No
solemos pensar en la ira de Dios. Resulta chocante y hasta desagradable
mezclar la ira en un contexto de amor, benignidad, gracia y misericordia de
parte de Dios. Hasta parece contraproducente para aquellos que están en
problemas porque pensamos que esto solo bastaría para que renunciaran a su fe.
Sin embargo, la Biblia habla claramente de la ira de Dios. En Deuteronomio
9:7,8 dice:” Recuerda esto, y nunca olvides cómo provocaste la ira del Señor tu
Dios en el desierto. Desde el día en que saliste de Egipto hasta tu llegada
aquí, has sido rebelde contra el Señor.
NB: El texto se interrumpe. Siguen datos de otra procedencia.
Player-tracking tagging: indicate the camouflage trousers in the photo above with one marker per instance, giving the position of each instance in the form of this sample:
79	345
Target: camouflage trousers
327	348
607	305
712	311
A tal grado provocaste su enojo en
Horeb, que estuvo a punto de destruirte”. Muchos creyentes sufren por su
concepto equivocado de la ira de Dios a partir de momento de equiparar esa ira,
a la nuestra como humanos. Incluso la miran con cierto desdén, considerándola
una especie de plaga o mancha en el carácter inmaculado de Dios. Y temen hablar
de ella. Esto no soluciona nada. Genera más sufrimiento y dudas que aumentarán
ese malestar. No tenemos señal alguna de que Dios haya tratado de ocultar su
ira en algunas circunstancias especiales: “cuando afile mi espada reluciente y
en el día del juicio la tome en mis manos, me vengaré de mis adversarios; ¡les
daré su merecido a los que me odian!” (Deuteronomio 32:41). Vendrá la ira de
Dios y entonces, también tendrán su fin, todos nuestros sufrimientos.
La ira de Dios es una perfección divina tan importante y válida como las otras virtudes que conocemos de su carácter. Si careciera de ira, implicaría aceptar el pecado. ¿Podría olvidarse Dios de sus consecuencias y dejarlas sin efecto? Hay una notable diferencia entre la ira humana y la de Dios (la suya es perfecta; la nuestra no lo es porque generalmente se produce en un contexto de malestar que solo provoca problemas). La perfección y santidad de Dios no puede permitir que una parte de su carácter sea inferior a otra. Dios se enoja ante el pecado y sus daños irreparables para la humanidad. Fue una rebelión contra su autoridad y un desprecio de su amor y esto, necesita una reparación definitiva. Pero no cae en la venganza odiosa para vindicar su autoridad. Su ira es restauradora y con un objetivo claro expresado en Romanos 1:18: “Ciertamente, la ira de Dios viene revelándose desde el cielo contra toda impiedad e injusticia de los seres humanos, que con su maldad obstruyen la verdad”. Tarde o temprano, el pecado muestra sus efectos letales; llegará a su final y se instalará su justicia: “Todos gritaban a las montañas y a las peñas: «¡Caigan sobre nosotros y escóndannos de la mirada del que está sentado en el trono y de la ira del Cordero, porque ha llegado el gran día del castigo! ¿Quién podrá mantenerse en pie?» (Apocalipsis 6:16-17). Dios ama al pecador, pero odia al pecado (no fue algo trivial ni pasajero; nos conducirá a la muerte, si no aceptamos a Cristo). Ningún pecador escapara de su pecado ni de su castigo. Por tanto, “les voy a enseñar más bien a quién deben temer: teman al que, después de dar muerte, tiene poder para echarlos al infierno… Sí, les aseguro que a él deben temerle”. (Lucas 12:5). Comprender esto, nos llevará a tener gratitud por su justicia perfecta de dar a cada uno, lo que le corresponda. Engendrará un verdadero respeto y reverencia, no miedo (en el sentido de terror) a Dios. No tenemos que temer porque su gran amor supera todo mal. Nos llevará a “esperar del cielo a Jesús, su Hijo a quien resucitó, que nos libra del castigo venidero” (1 Tesalonicenses 1:10).